Pappas, Clay build momentum toward decathlon
GEORGIOUPOLI, Greece -- Tom Pappas is rebounding from a disappointing U.S. Olympic trials. Bryan Clay wants to build on the momentum of his surprising triumph there.
The two U.S. medal contenders in that most demanding of track and field events, the decathlon, are taking it easy -- more or less -- for a few days in Crete before heading to Athens.
"At the world championships or for another big meet, maybe a night before or two nights before, you have a hard time sleeping," Pappas said."This meet, it seems like, it's already been keeping me up for two weeks now. I have a hard time going to bed."
Pappas is the reigning world champion. He is on the cover of the USA Track & Field media guide, holding the American flag above his broad shoulders after his victory last year in Paris. Clay burst onto the scene by beating Pappas at the U.S. trials, and feels he's barely hinted at his potential.
Pappas left his usual Tennessee training grounds and sought some outside help after his flat performance at the trials, where his score of 8,517 was 267 off his personal best of 8,784 set at the U.S. championships last year. He sought help from Kip Janvrin, a former top decathlete who now is track and field coach at Central Missouri State.
Pappas looked happy and at ease when he arrived at the U.S. pre-Olympic training camp after participating in Friday night's opening ceremony in Athens.
"I know I'm capable of scoring a lot of points," he said. `"The hard part for me in getting over the trials is I felt I was ready for a personal best, and to only score 85 (hundred), it was `What happened? What went wrong?' I know I'm in good shape. I guess every now and then you're going to have an off meet."
Pappas said he's healthy other than a sore right wrist that has bothered him the last couple of months.
"The only time it bothers me is in the shot put," he said Sunday."We actually threw this morning and I threw pretty well. It's probably the best it felt in a long time.

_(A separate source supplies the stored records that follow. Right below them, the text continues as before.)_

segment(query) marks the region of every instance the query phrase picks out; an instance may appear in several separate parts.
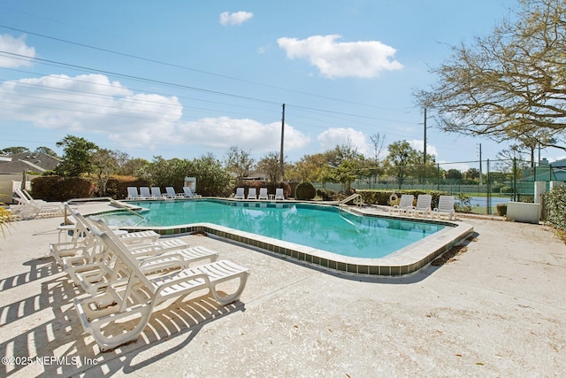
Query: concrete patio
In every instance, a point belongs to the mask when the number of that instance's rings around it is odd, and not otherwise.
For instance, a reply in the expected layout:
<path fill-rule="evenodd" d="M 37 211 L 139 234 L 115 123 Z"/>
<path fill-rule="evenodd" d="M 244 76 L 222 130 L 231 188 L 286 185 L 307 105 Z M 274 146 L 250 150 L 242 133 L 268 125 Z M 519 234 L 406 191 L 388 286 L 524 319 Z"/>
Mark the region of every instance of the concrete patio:
<path fill-rule="evenodd" d="M 457 255 L 396 279 L 181 236 L 249 267 L 241 301 L 173 303 L 102 353 L 49 257 L 61 219 L 15 222 L 0 240 L 0 376 L 563 376 L 566 246 L 545 226 L 465 221 L 476 237 Z"/>

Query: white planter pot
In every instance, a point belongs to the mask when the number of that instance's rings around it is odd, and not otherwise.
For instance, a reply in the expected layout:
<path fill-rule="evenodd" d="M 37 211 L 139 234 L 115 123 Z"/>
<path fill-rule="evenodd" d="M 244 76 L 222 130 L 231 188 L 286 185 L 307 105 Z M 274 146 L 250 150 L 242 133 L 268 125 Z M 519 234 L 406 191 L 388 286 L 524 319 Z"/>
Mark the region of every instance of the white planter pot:
<path fill-rule="evenodd" d="M 509 202 L 507 204 L 507 218 L 517 222 L 539 224 L 540 204 Z"/>

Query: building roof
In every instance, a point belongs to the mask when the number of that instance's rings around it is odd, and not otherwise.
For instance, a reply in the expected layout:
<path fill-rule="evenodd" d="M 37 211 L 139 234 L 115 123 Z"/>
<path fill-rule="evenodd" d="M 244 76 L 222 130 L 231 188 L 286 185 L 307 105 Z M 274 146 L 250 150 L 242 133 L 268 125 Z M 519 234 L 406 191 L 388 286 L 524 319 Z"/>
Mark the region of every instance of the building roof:
<path fill-rule="evenodd" d="M 44 153 L 17 153 L 0 159 L 0 174 L 19 174 L 25 170 L 43 173 L 50 171 L 61 161 Z"/>

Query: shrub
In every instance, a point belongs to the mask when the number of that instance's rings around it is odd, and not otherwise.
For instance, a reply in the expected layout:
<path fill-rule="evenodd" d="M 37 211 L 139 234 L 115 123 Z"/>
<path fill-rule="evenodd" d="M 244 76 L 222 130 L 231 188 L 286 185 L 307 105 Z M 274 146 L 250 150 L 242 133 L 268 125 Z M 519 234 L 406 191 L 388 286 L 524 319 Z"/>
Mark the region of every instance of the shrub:
<path fill-rule="evenodd" d="M 106 194 L 114 199 L 124 199 L 127 197 L 127 187 L 149 187 L 149 180 L 138 179 L 134 176 L 112 175 L 106 183 Z M 164 190 L 164 188 L 161 188 Z M 177 188 L 180 191 L 180 188 Z"/>
<path fill-rule="evenodd" d="M 317 195 L 317 189 L 310 182 L 301 182 L 294 190 L 294 196 L 297 199 L 311 200 Z"/>
<path fill-rule="evenodd" d="M 556 228 L 566 231 L 566 186 L 555 188 L 545 193 L 547 220 Z"/>
<path fill-rule="evenodd" d="M 454 204 L 454 210 L 456 212 L 471 212 L 471 198 L 463 193 L 458 193 L 455 196 L 456 201 Z"/>
<path fill-rule="evenodd" d="M 501 193 L 501 188 L 503 188 L 505 184 L 501 184 L 501 183 L 492 185 L 491 187 L 492 193 Z"/>
<path fill-rule="evenodd" d="M 34 197 L 45 201 L 68 201 L 72 198 L 89 198 L 96 185 L 85 177 L 41 176 L 32 181 Z"/>
<path fill-rule="evenodd" d="M 497 214 L 504 217 L 507 215 L 507 204 L 497 204 L 495 206 L 497 209 Z"/>
<path fill-rule="evenodd" d="M 317 189 L 317 196 L 320 197 L 323 201 L 336 201 L 338 192 L 333 189 Z"/>
<path fill-rule="evenodd" d="M 508 187 L 508 186 L 504 186 L 504 187 L 501 187 L 499 189 L 499 192 L 500 193 L 513 193 L 513 188 Z"/>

Even though it felt pretty good, I'll probably get a cortisone shot in a couple of days."
Pappas already is something of a hero in Greece because of his Greek heritage, even though he had never set foot in the country before last week. He has an endorsement deal with a Greek bank that paid for his family coming to the games.
Pappas figures it's a four-man battle for the gold. At the top of the list is Roman Sebrle of the Czech Republic, the world record-holder who Pappas dethroned as world champion last year. Sebrle beat Pappas at the annual elite meet in Goetzis, Austria, this year. Pappas said Erki Nool of Estonia, the 2000 Olympic gold medallist, also remains a threat.

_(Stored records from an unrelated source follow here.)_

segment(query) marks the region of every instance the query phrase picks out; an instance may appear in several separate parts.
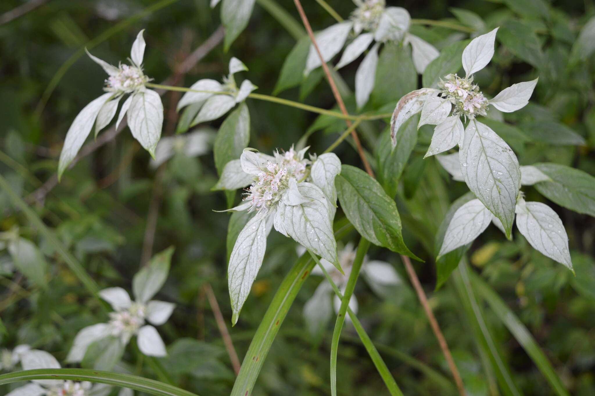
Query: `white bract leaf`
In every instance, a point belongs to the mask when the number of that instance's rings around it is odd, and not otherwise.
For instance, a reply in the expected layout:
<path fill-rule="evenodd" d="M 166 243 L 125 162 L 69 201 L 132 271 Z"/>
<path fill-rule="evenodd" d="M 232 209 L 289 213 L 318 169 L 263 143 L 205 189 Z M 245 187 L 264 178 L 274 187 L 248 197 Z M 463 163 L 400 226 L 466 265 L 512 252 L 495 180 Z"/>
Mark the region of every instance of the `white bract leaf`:
<path fill-rule="evenodd" d="M 243 102 L 248 97 L 251 92 L 258 88 L 258 87 L 253 84 L 249 80 L 242 81 L 242 85 L 240 86 L 240 90 L 237 91 L 237 95 L 236 95 L 236 103 Z"/>
<path fill-rule="evenodd" d="M 248 71 L 248 68 L 246 67 L 244 63 L 236 57 L 233 57 L 229 60 L 229 74 L 234 74 L 240 71 Z"/>
<path fill-rule="evenodd" d="M 122 288 L 108 288 L 100 291 L 98 294 L 109 303 L 114 311 L 125 310 L 131 303 L 128 292 Z"/>
<path fill-rule="evenodd" d="M 439 96 L 430 96 L 424 103 L 421 109 L 421 116 L 418 123 L 417 129 L 422 125 L 430 124 L 437 125 L 448 117 L 452 109 L 452 104 L 447 99 Z"/>
<path fill-rule="evenodd" d="M 425 40 L 417 36 L 407 35 L 407 39 L 411 44 L 411 57 L 415 70 L 420 74 L 423 74 L 430 63 L 438 57 L 440 51 Z"/>
<path fill-rule="evenodd" d="M 163 357 L 167 356 L 163 340 L 157 329 L 152 326 L 147 325 L 139 329 L 136 342 L 140 351 L 147 356 Z"/>
<path fill-rule="evenodd" d="M 318 186 L 334 206 L 337 205 L 337 189 L 334 179 L 341 173 L 341 160 L 333 152 L 322 154 L 310 168 L 312 182 Z"/>
<path fill-rule="evenodd" d="M 85 106 L 74 119 L 72 125 L 68 129 L 68 132 L 66 133 L 64 145 L 62 146 L 62 152 L 60 153 L 60 160 L 58 164 L 58 180 L 66 169 L 66 167 L 74 159 L 81 146 L 84 143 L 89 133 L 91 132 L 91 128 L 95 122 L 97 114 L 99 113 L 99 110 L 101 110 L 104 104 L 113 95 L 111 92 L 104 93 Z"/>
<path fill-rule="evenodd" d="M 223 91 L 224 87 L 218 81 L 210 79 L 199 80 L 192 86 L 190 89 L 194 91 L 210 91 L 206 92 L 188 92 L 184 94 L 178 102 L 176 109 L 180 109 L 193 103 L 202 103 L 214 95 L 212 92 L 220 92 Z"/>
<path fill-rule="evenodd" d="M 463 177 L 469 189 L 502 222 L 511 235 L 521 170 L 512 149 L 487 125 L 472 120 L 459 151 Z"/>
<path fill-rule="evenodd" d="M 146 45 L 145 43 L 145 38 L 143 37 L 143 32 L 145 32 L 145 29 L 139 32 L 139 34 L 136 35 L 136 39 L 132 43 L 132 49 L 130 50 L 130 59 L 139 67 L 143 63 L 145 46 Z"/>
<path fill-rule="evenodd" d="M 492 217 L 479 199 L 471 199 L 457 209 L 446 229 L 439 257 L 472 242 L 490 225 Z"/>
<path fill-rule="evenodd" d="M 5 396 L 42 396 L 46 393 L 48 389 L 32 382 L 12 389 Z"/>
<path fill-rule="evenodd" d="M 560 217 L 550 207 L 539 202 L 519 200 L 516 227 L 527 242 L 550 258 L 572 269 L 568 236 Z"/>
<path fill-rule="evenodd" d="M 527 165 L 521 167 L 521 184 L 524 186 L 533 186 L 540 182 L 551 182 L 549 176 L 534 166 Z"/>
<path fill-rule="evenodd" d="M 513 84 L 503 89 L 488 103 L 500 111 L 512 113 L 522 108 L 529 102 L 529 98 L 533 93 L 533 89 L 537 84 L 538 78 L 531 81 Z"/>
<path fill-rule="evenodd" d="M 116 128 L 120 126 L 120 123 L 124 119 L 124 116 L 126 116 L 126 112 L 128 111 L 128 109 L 130 107 L 131 103 L 132 103 L 132 96 L 129 96 L 128 99 L 124 101 L 121 108 L 120 109 L 120 114 L 118 114 L 118 120 L 115 121 Z"/>
<path fill-rule="evenodd" d="M 250 219 L 237 235 L 229 258 L 227 283 L 235 325 L 262 264 L 267 249 L 267 216 L 264 210 Z"/>
<path fill-rule="evenodd" d="M 411 23 L 411 17 L 402 7 L 387 7 L 380 16 L 374 39 L 378 42 L 400 41 Z"/>
<path fill-rule="evenodd" d="M 311 201 L 296 205 L 280 202 L 275 229 L 338 267 L 330 202 L 322 191 L 311 183 L 300 183 L 298 188 L 302 195 Z"/>
<path fill-rule="evenodd" d="M 399 100 L 390 119 L 390 140 L 393 148 L 397 144 L 397 133 L 401 126 L 412 116 L 421 111 L 427 99 L 436 96 L 439 92 L 434 88 L 422 88 L 409 92 Z"/>
<path fill-rule="evenodd" d="M 21 366 L 23 370 L 36 369 L 60 369 L 60 364 L 54 356 L 45 351 L 31 350 L 24 353 L 21 358 Z M 34 379 L 36 382 L 44 386 L 57 386 L 62 381 L 59 379 Z"/>
<path fill-rule="evenodd" d="M 89 55 L 89 57 L 90 58 L 93 62 L 101 66 L 104 70 L 105 71 L 105 73 L 108 73 L 108 75 L 115 76 L 120 73 L 120 69 L 115 66 L 112 66 L 105 61 L 102 60 L 97 57 L 91 55 L 91 53 L 87 51 L 86 48 L 84 49 L 84 51 L 87 52 L 87 55 Z"/>
<path fill-rule="evenodd" d="M 378 66 L 378 48 L 380 45 L 378 43 L 374 45 L 359 64 L 358 71 L 355 73 L 355 102 L 358 110 L 368 102 L 370 93 L 374 89 L 376 80 L 376 67 Z"/>
<path fill-rule="evenodd" d="M 70 363 L 80 361 L 84 357 L 89 345 L 111 334 L 111 330 L 107 323 L 98 323 L 83 328 L 74 337 L 73 346 L 66 357 L 66 361 Z"/>
<path fill-rule="evenodd" d="M 459 153 L 444 155 L 436 155 L 436 159 L 442 167 L 452 176 L 452 179 L 457 182 L 464 182 L 463 172 L 461 171 L 461 163 L 459 162 Z"/>
<path fill-rule="evenodd" d="M 461 117 L 458 116 L 446 117 L 434 129 L 432 142 L 424 158 L 450 149 L 459 144 L 459 141 L 464 133 L 465 128 L 461 121 Z M 457 161 L 457 165 L 458 164 Z"/>
<path fill-rule="evenodd" d="M 155 157 L 155 149 L 161 137 L 163 126 L 161 97 L 151 89 L 133 93 L 127 119 L 132 136 L 152 157 Z"/>
<path fill-rule="evenodd" d="M 176 304 L 165 301 L 154 300 L 147 304 L 147 320 L 155 326 L 161 326 L 167 322 L 174 311 Z"/>
<path fill-rule="evenodd" d="M 198 115 L 192 121 L 191 125 L 217 120 L 235 105 L 236 99 L 230 95 L 215 95 L 211 96 L 202 105 L 201 111 L 198 112 Z"/>
<path fill-rule="evenodd" d="M 339 70 L 355 61 L 364 53 L 373 40 L 374 35 L 371 33 L 365 33 L 355 38 L 345 47 L 345 51 L 343 51 L 343 55 L 341 55 L 341 60 L 335 68 Z"/>
<path fill-rule="evenodd" d="M 316 35 L 316 43 L 325 62 L 330 61 L 341 51 L 353 24 L 350 21 L 337 23 Z M 304 75 L 308 76 L 310 71 L 321 64 L 318 52 L 314 46 L 311 45 L 306 60 L 306 68 L 303 71 Z"/>
<path fill-rule="evenodd" d="M 494 56 L 494 42 L 498 28 L 471 40 L 463 50 L 463 68 L 467 76 L 479 71 L 491 60 Z"/>
<path fill-rule="evenodd" d="M 219 181 L 213 188 L 217 190 L 236 190 L 249 186 L 254 181 L 253 175 L 242 169 L 240 160 L 231 160 L 223 167 Z"/>
<path fill-rule="evenodd" d="M 122 96 L 118 96 L 111 101 L 108 101 L 104 104 L 99 113 L 97 114 L 97 120 L 95 120 L 95 137 L 102 129 L 109 125 L 109 123 L 115 116 L 115 112 L 118 110 L 118 104 Z"/>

Then there's Clay, the 24-year-old upstart from Hawaii whose 8,660 points at the U.S. trials in Sacramento ranks third on the world list this year.
"Everything's feeling really good," Clay said."I feel healthy. I feel better than I did going into the trials."

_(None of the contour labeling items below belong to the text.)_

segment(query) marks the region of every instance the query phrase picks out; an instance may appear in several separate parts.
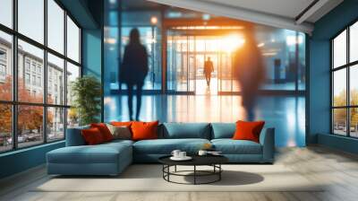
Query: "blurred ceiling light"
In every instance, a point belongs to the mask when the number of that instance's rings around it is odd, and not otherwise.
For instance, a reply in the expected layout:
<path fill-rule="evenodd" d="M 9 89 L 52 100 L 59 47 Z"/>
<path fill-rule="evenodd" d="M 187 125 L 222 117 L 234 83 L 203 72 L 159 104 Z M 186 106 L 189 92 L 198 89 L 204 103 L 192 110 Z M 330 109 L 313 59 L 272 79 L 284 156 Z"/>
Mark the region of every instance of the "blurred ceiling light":
<path fill-rule="evenodd" d="M 202 14 L 202 20 L 203 21 L 210 20 L 210 15 L 209 14 Z"/>
<path fill-rule="evenodd" d="M 228 35 L 222 40 L 223 50 L 226 52 L 234 52 L 237 48 L 243 47 L 245 43 L 245 39 L 243 36 L 238 34 Z"/>
<path fill-rule="evenodd" d="M 115 44 L 117 42 L 117 40 L 113 38 L 107 38 L 107 39 L 105 39 L 105 42 L 108 43 L 108 44 Z"/>
<path fill-rule="evenodd" d="M 157 24 L 158 23 L 158 18 L 156 16 L 152 16 L 150 18 L 150 23 L 151 24 Z"/>
<path fill-rule="evenodd" d="M 302 36 L 299 36 L 296 38 L 295 36 L 287 36 L 286 38 L 286 43 L 287 46 L 292 46 L 295 44 L 302 44 L 303 42 L 303 38 Z"/>
<path fill-rule="evenodd" d="M 270 57 L 270 56 L 276 56 L 276 55 L 277 55 L 277 52 L 265 52 L 265 53 L 262 53 L 262 56 L 264 56 L 264 57 Z"/>

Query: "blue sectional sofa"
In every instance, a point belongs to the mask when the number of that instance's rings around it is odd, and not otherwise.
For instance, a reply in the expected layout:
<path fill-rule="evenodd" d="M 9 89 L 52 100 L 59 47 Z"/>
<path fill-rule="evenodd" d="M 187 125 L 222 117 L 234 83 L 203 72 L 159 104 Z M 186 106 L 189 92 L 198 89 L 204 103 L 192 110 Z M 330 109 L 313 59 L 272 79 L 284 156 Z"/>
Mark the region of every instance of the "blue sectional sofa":
<path fill-rule="evenodd" d="M 274 162 L 274 128 L 264 128 L 259 144 L 231 139 L 234 123 L 163 123 L 158 127 L 158 139 L 115 140 L 97 145 L 85 144 L 81 134 L 84 128 L 88 127 L 69 128 L 66 146 L 47 153 L 48 174 L 117 175 L 132 162 L 158 162 L 175 149 L 195 154 L 207 143 L 232 163 Z"/>

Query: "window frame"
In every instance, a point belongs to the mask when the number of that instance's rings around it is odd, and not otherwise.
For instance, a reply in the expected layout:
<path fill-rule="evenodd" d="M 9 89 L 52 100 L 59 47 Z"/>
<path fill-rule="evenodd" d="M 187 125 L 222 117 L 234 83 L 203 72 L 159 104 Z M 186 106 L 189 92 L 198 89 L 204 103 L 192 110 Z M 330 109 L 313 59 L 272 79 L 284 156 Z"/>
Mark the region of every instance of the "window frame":
<path fill-rule="evenodd" d="M 351 83 L 351 76 L 350 76 L 350 72 L 351 68 L 354 67 L 356 65 L 358 65 L 358 60 L 356 61 L 350 61 L 350 29 L 351 26 L 358 23 L 358 19 L 355 19 L 354 21 L 351 22 L 348 25 L 345 26 L 344 29 L 339 31 L 336 35 L 334 35 L 330 39 L 330 70 L 329 70 L 329 75 L 330 75 L 330 134 L 334 135 L 339 135 L 339 136 L 345 136 L 345 137 L 350 137 L 350 138 L 358 138 L 358 136 L 353 136 L 351 135 L 351 121 L 350 121 L 350 113 L 352 109 L 358 109 L 358 105 L 352 105 L 351 104 L 351 88 L 350 88 L 350 83 Z M 341 33 L 344 31 L 346 31 L 346 56 L 345 56 L 345 64 L 342 65 L 340 66 L 335 67 L 334 65 L 334 39 L 337 39 Z M 346 88 L 346 92 L 345 92 L 345 106 L 334 106 L 334 82 L 335 82 L 335 77 L 334 77 L 334 73 L 342 69 L 345 69 L 345 78 L 346 78 L 346 83 L 345 83 L 345 88 Z M 345 135 L 339 135 L 335 133 L 335 118 L 334 118 L 334 109 L 345 109 Z"/>
<path fill-rule="evenodd" d="M 64 8 L 64 6 L 61 4 L 60 1 L 58 0 L 53 0 L 55 4 L 57 4 L 57 5 L 64 10 L 64 16 L 62 17 L 63 21 L 64 21 L 64 52 L 60 53 L 57 52 L 56 50 L 49 48 L 48 45 L 48 40 L 47 40 L 47 33 L 48 33 L 48 25 L 47 25 L 47 22 L 48 22 L 48 15 L 47 15 L 47 1 L 48 0 L 43 0 L 44 2 L 44 42 L 43 44 L 41 44 L 40 42 L 38 42 L 35 39 L 30 39 L 30 37 L 27 37 L 26 35 L 21 33 L 18 31 L 18 1 L 19 0 L 13 0 L 12 3 L 12 9 L 13 9 L 13 16 L 12 16 L 12 20 L 13 20 L 13 27 L 9 28 L 4 24 L 0 23 L 0 31 L 3 31 L 4 33 L 10 34 L 13 39 L 13 44 L 12 44 L 12 57 L 11 59 L 11 66 L 12 67 L 12 71 L 13 71 L 13 98 L 11 100 L 0 100 L 0 104 L 4 104 L 4 105 L 10 105 L 12 107 L 12 149 L 9 150 L 4 150 L 4 151 L 0 151 L 0 154 L 4 153 L 10 153 L 10 152 L 14 152 L 17 150 L 21 150 L 21 149 L 27 149 L 30 147 L 33 147 L 33 146 L 38 146 L 41 144 L 53 144 L 55 142 L 59 142 L 59 141 L 64 141 L 66 137 L 66 128 L 67 128 L 67 110 L 68 109 L 71 108 L 71 105 L 67 105 L 67 100 L 64 99 L 63 104 L 50 104 L 47 103 L 47 53 L 52 54 L 53 56 L 55 56 L 61 59 L 64 59 L 64 74 L 67 74 L 67 62 L 78 66 L 80 68 L 80 74 L 79 76 L 81 77 L 82 76 L 82 66 L 81 66 L 81 46 L 82 46 L 82 40 L 81 40 L 81 33 L 82 33 L 82 27 L 79 24 L 79 22 L 75 20 L 75 18 L 71 14 L 70 12 L 68 12 L 67 9 Z M 75 23 L 75 25 L 79 28 L 79 51 L 80 51 L 80 58 L 79 58 L 79 62 L 76 62 L 72 59 L 71 59 L 70 57 L 67 57 L 67 22 L 66 22 L 66 19 L 67 16 L 69 18 L 71 18 L 71 20 Z M 35 102 L 24 102 L 24 101 L 19 101 L 18 100 L 18 40 L 22 40 L 24 42 L 29 43 L 30 45 L 32 45 L 36 48 L 40 48 L 41 50 L 43 50 L 44 53 L 44 57 L 43 57 L 43 76 L 41 77 L 41 87 L 43 87 L 43 96 L 44 99 L 42 100 L 41 103 L 35 103 Z M 24 61 L 25 62 L 25 61 Z M 31 63 L 30 63 L 30 71 L 32 71 L 31 69 Z M 27 66 L 22 66 L 24 69 L 24 72 L 27 72 L 26 67 Z M 35 69 L 37 70 L 37 69 Z M 37 72 L 35 72 L 37 73 Z M 25 77 L 24 77 L 25 78 Z M 38 79 L 38 76 L 37 76 Z M 25 80 L 24 80 L 25 82 Z M 31 82 L 31 81 L 30 81 Z M 66 94 L 67 92 L 67 79 L 66 76 L 64 77 L 64 94 Z M 18 129 L 17 129 L 17 124 L 18 124 L 18 107 L 19 106 L 40 106 L 42 107 L 43 109 L 43 121 L 42 121 L 42 127 L 43 129 L 43 141 L 42 142 L 38 142 L 38 144 L 34 144 L 34 145 L 29 145 L 29 146 L 23 146 L 23 147 L 19 147 L 18 144 Z M 48 140 L 48 131 L 47 129 L 47 110 L 50 108 L 59 108 L 59 109 L 64 109 L 64 137 L 61 139 L 55 139 L 55 140 Z"/>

Clay's biggest concern is avoiding injury. He felt he was ready for a breakthrough at last year's world championships, then dropped out after five events because of a hamstring injury. He tweaked his hamstring again in the 100 meters, the decathlon's first event, at this year's Olympic trials, but managed to make it through the remaining nine events --two of them with personal bests.
"Once I get through the first events, I think it's just going to be money from there," he said.
Clay's confidence is soaring after his victory in Sacramento, especially knowing that there were several events he could have been better in. He knows, too, that he's an unknown to most of those who will tune in to watch next week.
"I think when it comes down to media and stuff like that, yeah, people don't pay me much attention," he said."But if you're talking to people that know the event or follow the event --or even people that know me and have followed my career --I think they'll tell you otherwise.
"They know that this is going to be a big meet for me. I think it's going to be a lot of fun."